The reading “our bones” necessarily makes this an abrupt transition from the fate of the unjust judges in the last verse to that of the afflicted people, but in a correction by a second hand in the Codex Alex. of the LXX. we find the much easier and more satisfactory “their bones”—a reading confirmed by the Syriac, Ethiopic, and Arabic versions; as also by the fact that the word here rendered “cleave” is that employed in 2 Chronicles 25:12 (see reference above, Psalms 141:6) of the Edomites thrown from the cliff. But the abrupt transition is not unlikely in Hebrew poetry, and the more difficult reading is according to rule to be preserved.

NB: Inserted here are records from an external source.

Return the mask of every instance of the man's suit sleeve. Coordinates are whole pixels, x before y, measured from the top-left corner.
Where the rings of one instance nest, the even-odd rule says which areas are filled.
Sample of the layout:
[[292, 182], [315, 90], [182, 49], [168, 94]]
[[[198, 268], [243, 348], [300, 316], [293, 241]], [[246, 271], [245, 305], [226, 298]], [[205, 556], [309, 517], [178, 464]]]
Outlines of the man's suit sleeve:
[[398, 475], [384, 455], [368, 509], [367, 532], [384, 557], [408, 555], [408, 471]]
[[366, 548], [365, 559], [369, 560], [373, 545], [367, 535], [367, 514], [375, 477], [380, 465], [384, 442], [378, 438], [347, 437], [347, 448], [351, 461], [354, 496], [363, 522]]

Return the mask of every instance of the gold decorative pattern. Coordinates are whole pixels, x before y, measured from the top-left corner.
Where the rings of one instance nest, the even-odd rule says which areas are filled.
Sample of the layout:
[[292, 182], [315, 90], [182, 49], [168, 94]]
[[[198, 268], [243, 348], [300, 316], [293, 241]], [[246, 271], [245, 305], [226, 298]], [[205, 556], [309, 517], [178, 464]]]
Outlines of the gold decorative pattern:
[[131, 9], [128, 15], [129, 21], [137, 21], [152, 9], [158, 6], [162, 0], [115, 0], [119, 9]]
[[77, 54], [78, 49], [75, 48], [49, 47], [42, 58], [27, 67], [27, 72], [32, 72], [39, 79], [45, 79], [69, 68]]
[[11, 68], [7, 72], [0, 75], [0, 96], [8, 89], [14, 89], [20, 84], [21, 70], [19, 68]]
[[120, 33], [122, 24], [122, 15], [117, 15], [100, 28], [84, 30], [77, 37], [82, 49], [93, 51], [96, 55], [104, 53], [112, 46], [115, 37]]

The figure is mistaken in the Authorised Version. The reference is not to the ground strewn with the logs left by a woodcutter, but to the clods of earth left by the plough. Keeping the present text, and making the figure refer to the righteous, we should naturally compare Psalms 129:3, where ploughing is used as an image of affliction and torture, as “harrewing” is with us. The verse might be paraphrased: “We have been so harrowed and torn that we are brought to the brink of the grave,” the image being, however, heightened by the recollection of some actual massacre.
Verses 8-9
(8, 9) Comp. Psalms 25:15.
Verse 9
(9) From the snare.—The original idiom is far more forcible: “from the hands (or, ‘clutches’) of the snare.” (See above, Psalms 141:6, “in the hands of the cliff.”)
Verse 10
(10) Comp. Psalms 7:15.
Withal.—Probably, altogether (“whilst I altogether escape”), which some join with the previous clause, “Let the wicked fall into their own nets together, whilst I escape.”